Progress for Saguenay-Lac-Saint-Jean R-LNG Regional Corridor

| Canada, Dolbeau-Mistassini QC

Sysgaz_LNG Pilot at Dolbeau-Mistassini QCSysgaz, Inc., a Canadian manufacturer of small scale liquefaction plants, recently presented an update of its project first introduced in July 2015. At that time Sysgaz advised plans to implement renewable liquefied natural gas (R-LNG) production plants in Saguenay-Lac-Saint-Jean, Trois-Rivières and Québec regions, forming a R-LNG Saguenay-Lac-Saint-Jean Regional Corridor (SLRC). The first step, construction of a pilot plant at Dolbeau-Mistassini in Northern Quebec, is planned for this year.

Mr Charles Tremblay, President of Sysgaz, explained to NGV Global News: “Currently, there is no complete liquefaction plant that is running. However, the landfill gas production system designed and integrated to be used with liquefaction plants in fully operational and has “cruise control” running for the last 4 years on a conventional landfill gas project. R-LNG production is planned for December 2016.”

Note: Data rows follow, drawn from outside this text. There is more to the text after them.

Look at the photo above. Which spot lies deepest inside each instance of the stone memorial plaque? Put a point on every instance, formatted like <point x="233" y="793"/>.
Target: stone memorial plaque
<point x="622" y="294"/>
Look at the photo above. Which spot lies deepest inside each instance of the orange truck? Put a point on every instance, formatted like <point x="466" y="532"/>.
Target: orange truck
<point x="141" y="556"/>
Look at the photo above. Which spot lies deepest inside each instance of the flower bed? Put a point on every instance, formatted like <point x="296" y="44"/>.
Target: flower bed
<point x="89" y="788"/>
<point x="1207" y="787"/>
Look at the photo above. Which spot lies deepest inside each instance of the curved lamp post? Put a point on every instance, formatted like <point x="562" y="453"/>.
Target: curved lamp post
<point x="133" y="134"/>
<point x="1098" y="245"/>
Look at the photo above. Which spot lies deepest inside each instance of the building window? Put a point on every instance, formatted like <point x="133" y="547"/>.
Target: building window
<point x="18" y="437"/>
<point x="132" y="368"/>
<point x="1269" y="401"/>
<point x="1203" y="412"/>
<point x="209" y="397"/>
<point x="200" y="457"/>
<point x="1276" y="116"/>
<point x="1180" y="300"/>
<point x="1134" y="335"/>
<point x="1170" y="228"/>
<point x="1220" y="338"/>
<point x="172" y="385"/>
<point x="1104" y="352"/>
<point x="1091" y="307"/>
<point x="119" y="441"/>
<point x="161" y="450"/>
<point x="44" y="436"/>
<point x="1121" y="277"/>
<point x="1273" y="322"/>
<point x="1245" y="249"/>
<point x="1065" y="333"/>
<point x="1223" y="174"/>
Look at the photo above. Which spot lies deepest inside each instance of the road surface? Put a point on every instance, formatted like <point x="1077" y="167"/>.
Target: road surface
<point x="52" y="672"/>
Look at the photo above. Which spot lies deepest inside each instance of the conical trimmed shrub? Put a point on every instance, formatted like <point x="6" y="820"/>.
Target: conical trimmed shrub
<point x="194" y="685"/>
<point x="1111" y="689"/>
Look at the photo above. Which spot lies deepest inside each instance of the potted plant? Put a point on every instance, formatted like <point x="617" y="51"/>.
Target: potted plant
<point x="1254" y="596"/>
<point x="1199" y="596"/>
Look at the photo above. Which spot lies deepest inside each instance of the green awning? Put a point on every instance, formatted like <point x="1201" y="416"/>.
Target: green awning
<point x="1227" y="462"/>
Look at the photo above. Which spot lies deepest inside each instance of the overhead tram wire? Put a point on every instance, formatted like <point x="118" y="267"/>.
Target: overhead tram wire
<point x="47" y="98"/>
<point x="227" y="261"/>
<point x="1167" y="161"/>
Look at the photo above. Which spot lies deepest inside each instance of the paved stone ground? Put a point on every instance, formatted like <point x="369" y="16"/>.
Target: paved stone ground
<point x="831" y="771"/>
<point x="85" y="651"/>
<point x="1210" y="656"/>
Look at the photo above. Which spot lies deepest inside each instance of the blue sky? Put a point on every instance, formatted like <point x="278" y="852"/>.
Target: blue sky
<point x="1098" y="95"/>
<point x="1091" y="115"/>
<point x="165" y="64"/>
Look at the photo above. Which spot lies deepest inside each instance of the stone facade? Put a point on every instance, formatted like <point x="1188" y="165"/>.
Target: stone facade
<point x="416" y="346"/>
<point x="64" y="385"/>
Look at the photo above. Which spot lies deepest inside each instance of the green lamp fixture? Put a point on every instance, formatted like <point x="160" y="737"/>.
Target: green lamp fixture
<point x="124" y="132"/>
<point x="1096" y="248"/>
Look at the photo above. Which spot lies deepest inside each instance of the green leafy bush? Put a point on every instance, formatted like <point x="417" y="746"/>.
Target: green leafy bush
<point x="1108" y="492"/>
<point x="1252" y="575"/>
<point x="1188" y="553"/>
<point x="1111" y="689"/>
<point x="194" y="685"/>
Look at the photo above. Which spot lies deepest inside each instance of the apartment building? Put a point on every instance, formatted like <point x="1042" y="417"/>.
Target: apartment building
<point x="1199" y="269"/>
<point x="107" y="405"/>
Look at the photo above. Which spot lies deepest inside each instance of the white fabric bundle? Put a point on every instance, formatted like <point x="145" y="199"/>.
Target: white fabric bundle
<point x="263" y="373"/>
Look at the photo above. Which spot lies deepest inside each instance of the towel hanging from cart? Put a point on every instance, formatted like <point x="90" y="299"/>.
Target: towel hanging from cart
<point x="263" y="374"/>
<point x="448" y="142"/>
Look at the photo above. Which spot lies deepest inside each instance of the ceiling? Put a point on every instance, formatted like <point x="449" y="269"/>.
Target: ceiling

At completion of the project, the SLRC will include six liquefaction plants with a production capacity of approximately 75 tons per day (TPD), or 100 000 diesel liters equivalent per day. The construction of the liquefaction plants and refueling infrastructures will take place over a 4 year period and will require an investment of $85 million.

“Sysgaz has designed and integrated all systems and equipment related to the LNG process for our three (3) models of small-scale liquefaction plants (10, 15, 20 tpd)”, Tremblay said. “Sysgaz is also manufacturing, installing and operating the plants.”

The plants will liquefy both natural gas and landfill gas (renewable natural gas – RNG) to ensure security of supply to customers, facilitate project implementation and increase the liquefaction plant production capacity. Tremblay added: “The North american averaged landfill site yield is evaluated at 8 – 10 tpd (with 100% landfill gas). By adding some natural gas we can significally increase plant capacities.”

Tremblay says there are companies in the region currently upgrading fleet vehicles to LNG, but uptake has been slow in the face of high costs to set up LNG fueling infrastructure. He believes the Sysgaz system enables that infrastructure to be delivered more economically, with “one manufacturer delivering one product – one plant – one station”; thereafter, he expects LNG fuel demand will grow significantly.

At launch last year, the company stated the purpose of the SLRC was to offer an affordable and low-polluting fuel alternative for industrial and trucking companies of the Saguenay-Lac-St-Jean region. The liquefied fuel will be 25% cheaper than diesel and the R-LNG produced from landfill gas will generate 80% less greenhouse gases than diesel.

The Dolbeau-Mistassini Liquefaction Pilot Plant will have a production capacity of 1 TPD (1 300 diesel liters equivalent per day). This plant will reportedly be the first facility of its kind in Canada and will produce R-LNG. The Dolbeau-Mistassini plant will be a model for future liquefaction plants to be implemented along the SLRC.

At term, the SLRC will be connected to the Gaz Métro Blue Route, which will allow SLRC plants to connect to the LNG networks of North America.